On 2012-03-07 01:46, tsu2 wrote:

>> In openSUSE parlance, patching is what is done via the updates repo.
>> Here all security issues are solved, doing whatever necessary, keeping the
>> same version if possible, which guarantees the greatest chance of succes by
>> minimal alteration to the system. Meaning, replacing with a new version
>> often brings untested situations and greater chances of failures.

> And I would agree if stability is given a much higher priority over
> security which would generally be the case for example if you’re running
> a custom built application that relies on specific library
> functionality. If a new version removes some functionality that’s
> critical to your application, then you must patch and should not
> upgrade.

You don’t understand.

The patches supplied by openSUSE aim at maximum security with the minimal
modification to the system, thus ensuring the same level of stability the
original distribution had. No new features, no new versions. It is the
traditional SUSE method.

You can of course discard this system and use updates instead. Get new
versions of programs and libraries. It is your choice. But these updates do
not get the same level of testing, things can and do break.

–
Cheers / Saludos,

Carlos E. R.
(from 11.4 x86_64 “Celadon” at Telcontar)

Hi and thanks for an interesting thread. My question is why do I sometimes get a notification to update from apper which is not shown as required if I use Yast online update?
Budgie2

It could be because apper is still enabled in the system-settings
service manager startup services

On 2012-03-08 00:56, Budgie2 wrote:
>
> Hi and thanks for an interesting thread. My question is why do I
> sometimes get a notification to update from apper which is not shown as
> required if I use Yast online update?

Because YOU only shows updates from the update repo.

–
Cheers / Saludos,

Carlos E. R.
(from 11.4 x86_64 “Celadon” at Telcontar)

If apper conflicts with zypper, YaST conflicts with zypper as well, as you can only run one of them at the same time. Conclusion, your claim is wrong. Even more so since apper is just a frontend to packagekit and packagekit uses zypper as backend. I hope you can do the maths…

Most issues people have with apper are acutally zypp backend bugs. Sorry to destroy the illusion.

On 2012-03-09 01:06, rabauke wrote:
> Most issues people have with apper are acutally zypp backend bugs.

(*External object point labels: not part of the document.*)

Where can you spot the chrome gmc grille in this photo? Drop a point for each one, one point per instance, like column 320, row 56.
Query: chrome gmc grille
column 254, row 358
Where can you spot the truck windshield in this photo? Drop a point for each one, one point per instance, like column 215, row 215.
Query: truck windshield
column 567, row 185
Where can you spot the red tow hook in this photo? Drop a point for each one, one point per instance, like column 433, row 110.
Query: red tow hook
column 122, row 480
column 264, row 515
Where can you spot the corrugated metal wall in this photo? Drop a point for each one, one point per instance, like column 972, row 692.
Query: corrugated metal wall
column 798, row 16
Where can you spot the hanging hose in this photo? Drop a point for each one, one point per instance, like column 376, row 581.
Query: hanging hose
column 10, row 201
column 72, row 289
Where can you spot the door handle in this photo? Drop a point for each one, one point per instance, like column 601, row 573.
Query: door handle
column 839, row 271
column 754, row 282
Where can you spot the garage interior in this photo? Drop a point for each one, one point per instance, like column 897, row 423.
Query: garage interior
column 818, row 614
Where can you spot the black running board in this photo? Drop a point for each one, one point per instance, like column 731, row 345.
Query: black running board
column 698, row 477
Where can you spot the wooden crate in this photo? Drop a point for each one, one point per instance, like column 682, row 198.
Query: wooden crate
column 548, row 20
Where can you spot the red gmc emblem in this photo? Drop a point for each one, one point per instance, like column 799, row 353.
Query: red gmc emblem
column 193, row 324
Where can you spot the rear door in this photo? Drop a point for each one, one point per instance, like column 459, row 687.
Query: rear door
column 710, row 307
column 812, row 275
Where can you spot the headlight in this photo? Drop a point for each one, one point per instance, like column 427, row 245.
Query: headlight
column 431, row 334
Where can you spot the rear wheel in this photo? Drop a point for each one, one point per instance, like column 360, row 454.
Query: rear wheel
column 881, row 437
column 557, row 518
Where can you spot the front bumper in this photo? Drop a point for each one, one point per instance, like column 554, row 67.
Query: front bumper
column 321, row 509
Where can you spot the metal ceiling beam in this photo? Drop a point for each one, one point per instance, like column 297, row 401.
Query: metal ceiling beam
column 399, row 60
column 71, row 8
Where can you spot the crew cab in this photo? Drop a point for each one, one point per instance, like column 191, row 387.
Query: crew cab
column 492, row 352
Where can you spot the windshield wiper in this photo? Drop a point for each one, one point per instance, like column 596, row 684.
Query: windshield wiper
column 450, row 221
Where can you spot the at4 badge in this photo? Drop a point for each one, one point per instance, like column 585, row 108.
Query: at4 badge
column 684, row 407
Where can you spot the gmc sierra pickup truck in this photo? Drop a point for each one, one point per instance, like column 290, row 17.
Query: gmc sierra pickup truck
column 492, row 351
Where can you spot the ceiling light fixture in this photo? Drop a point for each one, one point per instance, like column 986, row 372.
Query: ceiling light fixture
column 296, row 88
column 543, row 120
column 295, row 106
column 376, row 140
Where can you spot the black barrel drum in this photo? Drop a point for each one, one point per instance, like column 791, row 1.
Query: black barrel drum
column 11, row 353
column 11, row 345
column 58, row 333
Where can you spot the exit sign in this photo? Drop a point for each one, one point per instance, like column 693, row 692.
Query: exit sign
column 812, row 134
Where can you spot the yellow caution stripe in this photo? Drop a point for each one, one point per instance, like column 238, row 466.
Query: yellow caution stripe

No, they are packagekit bugs.

–
Cheers / Saludos,

Carlos E. R.
(from 11.4 x86_64 “Celadon” at Telcontar)

Hm, should I believe you or the people at openSUSE actually working on the zypper, packagekit and apper code? I guess the answer is obvious. A little learning is a dangerous thing.

If that had been true then I (and others) would not have been able to resolve the problem simply by using Yast and/or zypper instead of apper/packagekit. I note that many others have reported the same result on this forum.

for example on 25/02/12 07:56, caf4926 wrote:

To read other similar comments you might wish to go here or simply do a search of the forums for “packagekit”

I’m sorry to destroy your illusion.

To repeat myself: A little learning is a dangerous thing. If you do not even know that packagkit uses a zypp backend, well…

On 2012-03-09 13:46, rabauke wrote:
>
> robin_listas;2446985 Wrote:
>> On 2012-03-09 01:06, rabauke wrote:
>>> Most issues people have with apper are acutally zypp backend bugs.
>>
>> No, they are packagekit bugs.
>>
>
> Hm, should I believe you or the people at openSUSE actually working on
> the zypper, packagekit and apper code? I guess the answer is obvious. A
> little learning is a dangerous thing.

The suse devs said they were packagekit bugs, so I believe them.

–
Cheers / Saludos,

Carlos E. R.
(from 11.4 x86_64 “Celadon” at Telcontar)

YaST Package Management Modules -> libzypp
zypper -> libzypp
Apper -> PackageKit -> PackageKit zypp backend -> libzypp

And the YaST team says the fault is in the “PackageKit zypp backend” (and a little part in libzypp) and not in Apper or PackageKit (Re: [opensuse-factory] packagekit still in 12.1? 12.2).